Emas juga yang membuat tidak sedikit dari anak usia sekolah yang akhirnya hanya bersekolah sampai tingkat SMP. Apalagi, tidak ada sekolah lanjutan di sekitar kampung mereka. Untuk melanjutkan sekolah mereka harus ke kampung tetangga yang cukup jauh atau sekalian ke kota.
Lopes (22), warga Kimbely, mengaku sempat bersekolah hanya sampai SMP. Selepas lulus, dia ”fokus” menjadi pendulang emas. Sebab, mendulang emas memang menggiurkan. Jika rajin dan beruntung, dalam satu minggu bisa mendapat Rp 10 juta bahkan lebih. ”Tapi, sekarang saya bantu biaya adik yang kuliah. Biar kakaknya saja yang tidak sekolah,” kata Lopes.
Marcus Sombo, Kepala Sekolah SMP Negeri Banti, menyampaikan, murid di sekolahnya saat ini sejumlah 140 orang. Biasanya, ketika lulus, yang melanjutkan pendidikan ke SMA hanya setengah dari jumlah tersebut.
Tak lain mereka ingin menjadi pendulang emas. ”Kami maklumi karena pencaharian mereka adalah mendulang untuk bantu orangtua. Tapi, kami juga selalu kasih motivasi agar mereka mau melanjutkan pendidikan minimal hingga tamat SMA,” ujar Marcus.

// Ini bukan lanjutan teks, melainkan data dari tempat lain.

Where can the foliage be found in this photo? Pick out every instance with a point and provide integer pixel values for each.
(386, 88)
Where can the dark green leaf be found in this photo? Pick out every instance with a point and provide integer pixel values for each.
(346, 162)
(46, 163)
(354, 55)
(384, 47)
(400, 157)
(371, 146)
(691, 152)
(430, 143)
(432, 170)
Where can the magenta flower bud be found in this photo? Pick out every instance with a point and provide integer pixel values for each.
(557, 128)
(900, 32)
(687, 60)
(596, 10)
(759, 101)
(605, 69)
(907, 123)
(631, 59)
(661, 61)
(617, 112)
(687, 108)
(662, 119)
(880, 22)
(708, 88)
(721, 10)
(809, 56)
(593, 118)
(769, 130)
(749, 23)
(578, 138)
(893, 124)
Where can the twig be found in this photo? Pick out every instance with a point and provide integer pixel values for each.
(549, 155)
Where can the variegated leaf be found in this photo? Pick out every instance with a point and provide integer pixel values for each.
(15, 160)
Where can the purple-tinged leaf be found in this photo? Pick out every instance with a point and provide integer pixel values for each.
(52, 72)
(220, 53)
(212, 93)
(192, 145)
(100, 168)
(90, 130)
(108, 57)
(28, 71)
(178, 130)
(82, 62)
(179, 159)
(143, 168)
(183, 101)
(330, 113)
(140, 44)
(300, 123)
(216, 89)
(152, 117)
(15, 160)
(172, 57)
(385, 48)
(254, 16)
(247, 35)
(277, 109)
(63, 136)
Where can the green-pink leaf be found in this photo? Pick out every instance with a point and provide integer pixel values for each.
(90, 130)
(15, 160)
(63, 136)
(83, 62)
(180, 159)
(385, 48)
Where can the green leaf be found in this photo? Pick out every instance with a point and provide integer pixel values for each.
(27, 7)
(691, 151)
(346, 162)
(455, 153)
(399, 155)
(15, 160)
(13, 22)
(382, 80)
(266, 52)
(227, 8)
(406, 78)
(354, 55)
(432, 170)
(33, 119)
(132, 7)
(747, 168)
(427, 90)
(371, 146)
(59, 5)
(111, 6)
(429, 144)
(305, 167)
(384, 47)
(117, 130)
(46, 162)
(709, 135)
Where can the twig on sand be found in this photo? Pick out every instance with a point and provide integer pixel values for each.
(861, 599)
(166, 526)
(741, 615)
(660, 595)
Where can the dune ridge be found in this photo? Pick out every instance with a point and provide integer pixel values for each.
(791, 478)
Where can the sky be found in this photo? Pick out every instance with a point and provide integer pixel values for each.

Sesuai data Badan Pusat Statistik Kabupaten Timika 2016, secara umum rata-rata lama sekolah penduduk hanya sampai kelas III SMP atau lulus. Sementara tingkat partisipasi sekolah di Kabupaten Mimika paling tinggi di usia SD dan terus turun di usia SMP hingga SMA.
Kepala Dinas Pendidikan dan Kebudayaan Mimika Jeni Ohestina Amani mengatakan, pihaknya sedang berusaha memperbaiki kualitas layanan pendidikan di Mimika, termasuk di Tembagapura. Salah satu fokus utamanya adalah mengirimkan dan mempersiapkan guru yang berkualitas dan mau benar-benar bertugas sepenuh hati.
”Untuk meningkatkan minat belajar, misalnya, guru saya perintahkan untuk mendatangi tempat mendulang dan mengajak siswa untuk bersekolah. Layanan pendidikan harus lebih baik kepada anak-anak,” ujarnya. Meski begitu, Jeni belum bisa memberikan data kondisi terakhir kualitas pendidikan di Tembagapura atau Mimika secara umum. Dia berkilah sedang menugaskan guru untuk mencatat perkembangan anak didik sebagai bahan evaluasi.
Pendidikan bagi anak-anak ini memang sebuah kemewahan. Bergram-gram emas lebih mudah mereka dapatkan jika dibandingkan dengan kenyamanan untuk melanjutkan pendidikan. Padahal, mereka adalah generasi emas yang akan memoles tanah mereka sendiri, menentukan masa depan tanah kelahiran mereka, tanah Papua.